If I have the integral: $\displaystyle\int_{0}^{\infty}t^{-\frac{1}{2}}e^{-t} dt$
Am I allowed to make the substitution $t=x^2$, because I am then not sure what the limits of integration would be as for $t$ positive $x$ could be negative or positive?
Here are the conditions for making a substitution:
$\int_{y_0}^{y_1}f(y) dy = \int_{x_0}^{x_1}f(h(x))h'(x) dx$
if: 1. $f : [y_0, y_1] → R$ is continuous on $[y_0, y_1]$,
note that this doesn't actually mean that h has to be bijective.
By taking limits you can extend this to improper integrals with infinities in the limits.
Also if you can satisfy the conditions 1 and 2 above but $h(x_0)=y_1$ and $h(x_1)=y_0$ ($y_1 > y_0$) you can fiddle about and show that you still $\int_{y_0}^{y_1}f(y) dy = \int_{x_0}^{x_1}f(h(x))h'(x) dx$ (do this by subtituting with $h_2(x) = h(x_0 + x_1 - x)$ which does satisfy the conditions above).
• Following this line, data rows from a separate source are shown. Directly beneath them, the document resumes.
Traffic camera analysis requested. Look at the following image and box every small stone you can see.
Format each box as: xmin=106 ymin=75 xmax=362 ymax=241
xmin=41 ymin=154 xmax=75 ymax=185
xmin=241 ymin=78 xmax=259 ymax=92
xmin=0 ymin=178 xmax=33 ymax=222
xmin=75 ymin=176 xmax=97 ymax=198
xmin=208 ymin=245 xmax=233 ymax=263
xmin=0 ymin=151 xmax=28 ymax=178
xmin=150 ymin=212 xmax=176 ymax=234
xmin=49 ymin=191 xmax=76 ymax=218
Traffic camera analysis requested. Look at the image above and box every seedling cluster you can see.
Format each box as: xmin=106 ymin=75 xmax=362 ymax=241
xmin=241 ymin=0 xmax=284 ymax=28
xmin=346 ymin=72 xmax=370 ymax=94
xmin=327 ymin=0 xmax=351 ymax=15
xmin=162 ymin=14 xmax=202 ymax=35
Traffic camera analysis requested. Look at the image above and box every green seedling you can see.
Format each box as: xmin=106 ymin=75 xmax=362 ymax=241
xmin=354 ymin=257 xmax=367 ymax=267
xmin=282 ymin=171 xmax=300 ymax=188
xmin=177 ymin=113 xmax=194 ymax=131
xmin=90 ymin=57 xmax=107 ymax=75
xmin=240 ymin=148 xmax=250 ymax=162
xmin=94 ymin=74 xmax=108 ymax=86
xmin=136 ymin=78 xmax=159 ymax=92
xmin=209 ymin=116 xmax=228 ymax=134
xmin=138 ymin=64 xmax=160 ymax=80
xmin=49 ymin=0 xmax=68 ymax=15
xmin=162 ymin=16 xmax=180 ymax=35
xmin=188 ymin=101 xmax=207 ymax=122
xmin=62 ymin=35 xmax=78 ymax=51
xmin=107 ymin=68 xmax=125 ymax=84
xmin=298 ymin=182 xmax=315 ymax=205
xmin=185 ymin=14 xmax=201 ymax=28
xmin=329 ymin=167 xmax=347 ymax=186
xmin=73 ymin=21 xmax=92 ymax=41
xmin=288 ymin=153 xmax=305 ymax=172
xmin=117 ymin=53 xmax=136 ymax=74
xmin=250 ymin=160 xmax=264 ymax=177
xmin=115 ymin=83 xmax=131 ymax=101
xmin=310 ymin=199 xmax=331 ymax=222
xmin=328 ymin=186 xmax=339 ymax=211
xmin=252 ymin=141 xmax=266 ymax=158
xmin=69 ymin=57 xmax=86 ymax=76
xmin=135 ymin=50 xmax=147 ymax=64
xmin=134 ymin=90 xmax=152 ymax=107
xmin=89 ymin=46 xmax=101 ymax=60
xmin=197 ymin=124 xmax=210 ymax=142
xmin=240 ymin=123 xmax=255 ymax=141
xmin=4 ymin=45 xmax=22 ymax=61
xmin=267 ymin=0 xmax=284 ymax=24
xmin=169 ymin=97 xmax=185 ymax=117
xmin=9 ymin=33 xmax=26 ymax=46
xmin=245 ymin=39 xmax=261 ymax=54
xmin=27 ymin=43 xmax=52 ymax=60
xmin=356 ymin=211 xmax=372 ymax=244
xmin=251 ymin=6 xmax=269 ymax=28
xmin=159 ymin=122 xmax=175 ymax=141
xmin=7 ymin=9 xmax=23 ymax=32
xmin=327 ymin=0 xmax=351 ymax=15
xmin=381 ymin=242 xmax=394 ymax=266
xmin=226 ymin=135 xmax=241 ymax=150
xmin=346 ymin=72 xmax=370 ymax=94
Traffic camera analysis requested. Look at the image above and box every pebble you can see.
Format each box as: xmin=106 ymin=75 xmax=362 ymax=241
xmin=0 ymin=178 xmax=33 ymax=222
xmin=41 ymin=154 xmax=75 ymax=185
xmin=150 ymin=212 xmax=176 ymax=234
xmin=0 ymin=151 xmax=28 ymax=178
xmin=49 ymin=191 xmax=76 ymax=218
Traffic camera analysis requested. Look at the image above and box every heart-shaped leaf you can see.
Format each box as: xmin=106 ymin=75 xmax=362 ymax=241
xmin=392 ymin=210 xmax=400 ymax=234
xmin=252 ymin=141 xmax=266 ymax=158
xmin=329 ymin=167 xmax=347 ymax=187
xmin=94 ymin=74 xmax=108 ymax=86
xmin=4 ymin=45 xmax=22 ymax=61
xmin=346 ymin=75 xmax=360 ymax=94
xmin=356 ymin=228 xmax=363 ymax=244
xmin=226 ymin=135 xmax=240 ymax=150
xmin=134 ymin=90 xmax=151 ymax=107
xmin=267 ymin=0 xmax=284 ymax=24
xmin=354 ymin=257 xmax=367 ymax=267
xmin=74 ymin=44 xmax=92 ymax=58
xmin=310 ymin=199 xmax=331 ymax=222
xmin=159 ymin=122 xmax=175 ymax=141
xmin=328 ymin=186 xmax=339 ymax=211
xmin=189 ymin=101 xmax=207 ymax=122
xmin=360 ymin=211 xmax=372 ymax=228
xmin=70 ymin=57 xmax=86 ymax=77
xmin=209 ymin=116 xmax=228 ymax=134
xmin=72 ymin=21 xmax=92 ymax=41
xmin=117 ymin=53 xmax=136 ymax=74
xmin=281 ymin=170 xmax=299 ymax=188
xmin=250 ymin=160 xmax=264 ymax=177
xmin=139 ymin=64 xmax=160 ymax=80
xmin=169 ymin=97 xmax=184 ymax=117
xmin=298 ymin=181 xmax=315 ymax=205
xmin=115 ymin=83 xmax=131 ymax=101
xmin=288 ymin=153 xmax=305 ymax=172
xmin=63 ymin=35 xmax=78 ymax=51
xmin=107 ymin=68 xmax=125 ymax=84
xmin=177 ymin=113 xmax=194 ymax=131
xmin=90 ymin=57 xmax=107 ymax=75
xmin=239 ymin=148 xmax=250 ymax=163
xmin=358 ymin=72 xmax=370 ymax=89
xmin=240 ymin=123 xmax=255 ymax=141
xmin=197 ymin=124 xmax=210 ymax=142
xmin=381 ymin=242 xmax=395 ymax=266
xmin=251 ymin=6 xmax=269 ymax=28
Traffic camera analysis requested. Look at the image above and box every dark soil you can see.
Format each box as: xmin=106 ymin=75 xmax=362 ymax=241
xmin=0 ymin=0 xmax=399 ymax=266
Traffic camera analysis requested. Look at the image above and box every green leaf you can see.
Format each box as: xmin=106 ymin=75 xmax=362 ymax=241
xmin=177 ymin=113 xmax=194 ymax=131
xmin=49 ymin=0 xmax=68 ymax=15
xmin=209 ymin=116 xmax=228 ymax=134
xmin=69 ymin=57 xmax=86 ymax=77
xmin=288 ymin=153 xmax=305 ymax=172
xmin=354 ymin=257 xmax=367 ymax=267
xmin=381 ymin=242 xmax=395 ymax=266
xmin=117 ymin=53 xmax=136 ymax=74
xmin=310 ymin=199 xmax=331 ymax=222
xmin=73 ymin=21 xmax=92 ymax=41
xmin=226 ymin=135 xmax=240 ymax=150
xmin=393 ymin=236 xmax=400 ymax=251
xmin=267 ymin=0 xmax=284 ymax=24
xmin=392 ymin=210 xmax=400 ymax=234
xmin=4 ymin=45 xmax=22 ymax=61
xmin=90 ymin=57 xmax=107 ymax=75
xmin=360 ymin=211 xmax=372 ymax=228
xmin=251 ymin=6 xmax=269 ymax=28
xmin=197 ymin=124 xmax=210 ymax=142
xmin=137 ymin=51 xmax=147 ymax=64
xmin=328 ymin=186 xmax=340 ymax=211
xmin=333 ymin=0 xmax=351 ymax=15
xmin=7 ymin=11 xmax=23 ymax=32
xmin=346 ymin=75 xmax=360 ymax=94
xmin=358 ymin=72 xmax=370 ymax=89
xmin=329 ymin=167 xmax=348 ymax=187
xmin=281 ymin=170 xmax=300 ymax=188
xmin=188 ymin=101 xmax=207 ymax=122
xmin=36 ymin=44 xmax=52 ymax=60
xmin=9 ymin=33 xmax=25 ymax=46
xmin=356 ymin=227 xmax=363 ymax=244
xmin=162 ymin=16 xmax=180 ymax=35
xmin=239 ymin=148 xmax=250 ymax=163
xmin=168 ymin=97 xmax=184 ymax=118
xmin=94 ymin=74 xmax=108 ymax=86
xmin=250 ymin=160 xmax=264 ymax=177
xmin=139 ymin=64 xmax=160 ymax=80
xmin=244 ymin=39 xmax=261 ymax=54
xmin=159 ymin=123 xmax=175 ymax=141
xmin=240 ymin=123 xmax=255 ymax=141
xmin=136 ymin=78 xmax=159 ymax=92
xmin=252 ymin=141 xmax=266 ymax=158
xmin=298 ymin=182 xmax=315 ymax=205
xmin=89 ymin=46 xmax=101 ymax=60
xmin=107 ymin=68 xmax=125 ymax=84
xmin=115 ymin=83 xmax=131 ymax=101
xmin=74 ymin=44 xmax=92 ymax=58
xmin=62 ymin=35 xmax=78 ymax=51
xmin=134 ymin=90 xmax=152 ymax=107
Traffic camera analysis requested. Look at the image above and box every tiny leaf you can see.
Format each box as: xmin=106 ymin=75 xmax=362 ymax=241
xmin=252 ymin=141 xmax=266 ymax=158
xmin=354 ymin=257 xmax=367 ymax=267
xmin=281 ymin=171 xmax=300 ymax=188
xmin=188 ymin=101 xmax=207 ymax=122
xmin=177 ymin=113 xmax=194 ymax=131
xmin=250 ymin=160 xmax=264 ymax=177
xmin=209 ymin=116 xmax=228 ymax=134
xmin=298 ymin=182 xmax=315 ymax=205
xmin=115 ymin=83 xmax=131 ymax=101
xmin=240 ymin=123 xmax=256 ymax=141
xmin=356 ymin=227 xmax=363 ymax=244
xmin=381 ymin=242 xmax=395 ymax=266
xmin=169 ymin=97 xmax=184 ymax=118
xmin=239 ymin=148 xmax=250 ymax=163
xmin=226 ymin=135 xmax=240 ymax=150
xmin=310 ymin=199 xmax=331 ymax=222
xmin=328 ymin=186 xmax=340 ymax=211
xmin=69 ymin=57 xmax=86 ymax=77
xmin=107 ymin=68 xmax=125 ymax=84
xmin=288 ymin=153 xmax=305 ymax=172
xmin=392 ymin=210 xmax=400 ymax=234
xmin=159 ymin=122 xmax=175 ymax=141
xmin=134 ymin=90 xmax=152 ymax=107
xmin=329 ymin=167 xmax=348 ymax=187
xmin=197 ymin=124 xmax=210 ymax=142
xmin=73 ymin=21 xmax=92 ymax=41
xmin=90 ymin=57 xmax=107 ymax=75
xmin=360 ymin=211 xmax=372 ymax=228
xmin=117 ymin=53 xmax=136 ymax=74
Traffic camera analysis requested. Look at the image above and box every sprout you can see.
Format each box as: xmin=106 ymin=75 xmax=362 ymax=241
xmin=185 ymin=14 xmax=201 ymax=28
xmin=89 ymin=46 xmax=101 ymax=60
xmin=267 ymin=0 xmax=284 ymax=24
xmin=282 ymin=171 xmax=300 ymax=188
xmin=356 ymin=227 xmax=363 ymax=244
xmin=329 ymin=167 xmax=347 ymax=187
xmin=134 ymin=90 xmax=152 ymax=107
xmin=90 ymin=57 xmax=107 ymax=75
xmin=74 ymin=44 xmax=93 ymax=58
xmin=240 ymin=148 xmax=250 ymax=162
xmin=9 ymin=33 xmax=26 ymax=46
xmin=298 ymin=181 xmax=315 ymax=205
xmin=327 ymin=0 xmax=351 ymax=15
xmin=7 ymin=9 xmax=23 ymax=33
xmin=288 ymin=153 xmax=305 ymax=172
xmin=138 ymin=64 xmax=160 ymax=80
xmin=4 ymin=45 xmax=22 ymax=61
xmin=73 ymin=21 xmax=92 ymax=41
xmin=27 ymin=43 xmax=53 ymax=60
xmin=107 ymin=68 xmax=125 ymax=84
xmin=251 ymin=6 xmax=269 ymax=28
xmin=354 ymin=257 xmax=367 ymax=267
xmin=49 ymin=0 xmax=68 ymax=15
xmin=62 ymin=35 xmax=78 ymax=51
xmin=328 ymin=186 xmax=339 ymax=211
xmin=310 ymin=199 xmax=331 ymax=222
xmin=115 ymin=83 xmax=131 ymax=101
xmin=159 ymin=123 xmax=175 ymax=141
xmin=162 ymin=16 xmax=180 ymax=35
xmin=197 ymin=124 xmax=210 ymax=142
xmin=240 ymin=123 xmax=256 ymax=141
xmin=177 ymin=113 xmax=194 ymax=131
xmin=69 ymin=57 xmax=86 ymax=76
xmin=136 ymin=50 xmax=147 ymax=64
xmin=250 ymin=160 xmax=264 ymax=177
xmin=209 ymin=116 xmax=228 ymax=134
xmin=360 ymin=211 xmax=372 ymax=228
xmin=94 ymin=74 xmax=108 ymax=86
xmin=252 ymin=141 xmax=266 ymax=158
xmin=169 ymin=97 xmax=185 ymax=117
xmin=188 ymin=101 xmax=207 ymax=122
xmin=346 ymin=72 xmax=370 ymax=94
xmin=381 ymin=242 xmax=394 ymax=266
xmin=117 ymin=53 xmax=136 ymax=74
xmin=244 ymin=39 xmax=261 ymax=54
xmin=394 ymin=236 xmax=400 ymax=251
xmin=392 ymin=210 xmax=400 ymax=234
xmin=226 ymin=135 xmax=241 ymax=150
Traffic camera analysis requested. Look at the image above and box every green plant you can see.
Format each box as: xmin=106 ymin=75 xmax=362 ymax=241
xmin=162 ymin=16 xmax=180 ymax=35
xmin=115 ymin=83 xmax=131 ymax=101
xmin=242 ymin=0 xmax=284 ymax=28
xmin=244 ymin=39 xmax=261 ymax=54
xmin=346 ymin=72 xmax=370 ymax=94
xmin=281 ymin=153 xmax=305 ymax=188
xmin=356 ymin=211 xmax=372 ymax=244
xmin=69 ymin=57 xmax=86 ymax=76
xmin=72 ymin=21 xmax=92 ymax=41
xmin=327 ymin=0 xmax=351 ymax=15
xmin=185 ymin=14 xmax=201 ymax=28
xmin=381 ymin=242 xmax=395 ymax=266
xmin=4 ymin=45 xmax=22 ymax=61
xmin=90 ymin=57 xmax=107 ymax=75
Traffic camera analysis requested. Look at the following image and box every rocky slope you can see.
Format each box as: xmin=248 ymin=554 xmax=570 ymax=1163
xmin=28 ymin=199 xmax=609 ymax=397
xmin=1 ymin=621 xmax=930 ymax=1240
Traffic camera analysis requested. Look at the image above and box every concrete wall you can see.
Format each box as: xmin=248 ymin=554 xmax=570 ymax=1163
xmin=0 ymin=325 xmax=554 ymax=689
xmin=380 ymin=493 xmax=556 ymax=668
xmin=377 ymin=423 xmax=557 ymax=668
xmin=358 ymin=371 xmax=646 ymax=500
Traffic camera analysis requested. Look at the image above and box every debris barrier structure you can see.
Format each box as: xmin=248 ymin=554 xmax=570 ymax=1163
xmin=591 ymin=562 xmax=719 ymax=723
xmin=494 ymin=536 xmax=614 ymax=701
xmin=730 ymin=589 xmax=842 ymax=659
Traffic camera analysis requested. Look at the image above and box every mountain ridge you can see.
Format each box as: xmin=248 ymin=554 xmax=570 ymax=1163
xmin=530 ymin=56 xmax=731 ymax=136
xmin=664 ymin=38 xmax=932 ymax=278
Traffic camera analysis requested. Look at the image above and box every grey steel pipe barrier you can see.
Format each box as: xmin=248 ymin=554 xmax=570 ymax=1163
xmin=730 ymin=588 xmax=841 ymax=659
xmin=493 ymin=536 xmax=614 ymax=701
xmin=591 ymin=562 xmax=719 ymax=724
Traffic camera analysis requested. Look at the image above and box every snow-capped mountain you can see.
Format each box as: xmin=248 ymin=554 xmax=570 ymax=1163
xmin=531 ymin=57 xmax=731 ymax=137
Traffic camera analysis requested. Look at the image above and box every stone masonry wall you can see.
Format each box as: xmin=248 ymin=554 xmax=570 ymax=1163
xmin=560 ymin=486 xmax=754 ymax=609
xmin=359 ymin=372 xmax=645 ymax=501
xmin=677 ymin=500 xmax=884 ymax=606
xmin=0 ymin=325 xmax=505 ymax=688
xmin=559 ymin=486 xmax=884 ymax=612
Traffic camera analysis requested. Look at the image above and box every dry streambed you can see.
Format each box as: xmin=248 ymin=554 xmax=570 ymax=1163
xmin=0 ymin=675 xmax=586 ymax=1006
So you can actually get it to work both ways,
In your case:
$t(x) = x^2$
$t((- \infty ,0]) = [0, \infty)$
$t'(x) = 2x$
$\int_{0}^{\infty}t^{-\frac{1}{2}}e^{-t} dt = \int_{0}^{-\infty}|x^{-1}|e^{-x^2}*2x dx = \int_{0}^{-\infty}-2e^{-x^2} dx$ (x<=0)
$=\int_{-\infty}^{0}2e^{-x^2} dx$
And you can see that this is going to be the same as $\int_{0}^{\infty}2e^{-x^2} dx$ which is what you get if you do it with the other choice of limits.
Hint. You may rather perform the change of variable $x=\sqrt{t}>0$, giving $dx=\frac{1}{2}t^{-\frac{1}{2}}dt$ to get $$ \int_{0}^{\infty}t^{-\frac{1}{2}}e^{-t} dt=2\int_{0}^{\infty}e^{-x^2} dx $$ then you may use the standard gaussian result.